Rickman was a stage and film star whose oddly ugly-good looking men and flat monotone voice delighted millions of fans. Rickman, of course, was wildly popular as the evil – or not really evil – double agent Potions professor Severus Snape in the long-running Harry Potter film series.
Rickman was born in London and began his acting career with the Royal Shakespeare Company, according to a BBC obituary. Rickman starred in many acclaimed television series and films and won accolades and awards for his theater work.

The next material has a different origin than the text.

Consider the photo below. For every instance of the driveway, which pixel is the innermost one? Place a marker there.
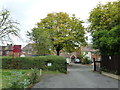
(79, 76)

In addition to the role of Snape in Harry Potter, Rickman appeared in Die Hard (1988), Truly Madly Deeply (1990), Robin Hood: Prince of Thieves (1991), and he played Colonel Brandon in Sense and Sensibility, opposite Kate Whinslet (1995).
Rickman appeared in two Noel Coward plays, and in the United Kingdom he performed in more than half a dozen plays by William Shakespeare.
Rickman recently married his lifetime love interest, Rima Horton.
RICKMAN’S SYMPATHETIC PORTRAYAL OF US HUMAN SHIELD RACHEL CORRIE
The BBC obituary doesn’t mention Rickman’s involvement with a play he co-wrote and directed about the American anti-Israel activist, Rachel Corrie. The play, “My Name is Rachel Corrie,” was based on personal writings by Corrie.
Corrie died at age 23, trying to prevent a bulldozer from demolishing the home of – in her mind, sweet innocent Gazans, while in the view of the IDF, terrorists whose home covered a terror tunnel. Corrie was in Gaza, engaging in the game of chicken in a declared war zone. There were repeated announcements that the home was going to be demolished and demands that Corrie and her “activist”colleagues leave the area. Her refusal to get out of the way of the bulldozer, which ultimately struck and crushed her, led to her death. The courts ruled that the driver of the bulldozer was unable to see Corrie when she was struck.
The play about Corrie’s life was a romanticized and sympathetic rendering, portraying the International Solidarity Movement human shield volunteer as a human rights activist. Her view of the Arab-Israeli conflict was written and presented as truth, with the Israelis as the ever and only evil participants.
Corrie, as an ISM member, moved to the Middle East to be with Palestinian Arabs, including members of Hamas, whom she saw as the sympathetic actor in the Arab-Israeli conflict. She was not only anti-Israel, but apparently anti-America as well, based on pictures of Corrie with face contorted in fury, burning a drawn representation of an American flag.
“My Name is Rachel Corrie” was originally produced in London, in 2005, and soon after was brought to the United States where it appeared in several theaters, including Jewish ones, such as at Theater J, owned by the Washington, D.C. Jewish Federation.
Although an off-broadway theater, the New York Theatre Workshop, agreed to stage the play within a very short period of time, its postponement led to an ugly battle between the “artists,” who claimed censorship, and the theater’s artistic director and his board, which had begun to realize the varied layers of the Middle East conflict and the political ramifications of misrepresenting what happened.
Rickman claimed “censorship” when the play was postponed by the New York theater, responding to rumors that the play had instead been cancelled. The play was produced in the U.S. in the fall of 2006 at the Minetta Lane Theater, where it earned mixed reviews according to the New York Times.
Israeli courts repeatedly rejected the claims that Corrie’s death was a murder, and U.S. courts threw out lawsuits brought there. Corrie’s family members and fellow activists continue to bitterly blame the IDF for the young woman’s death.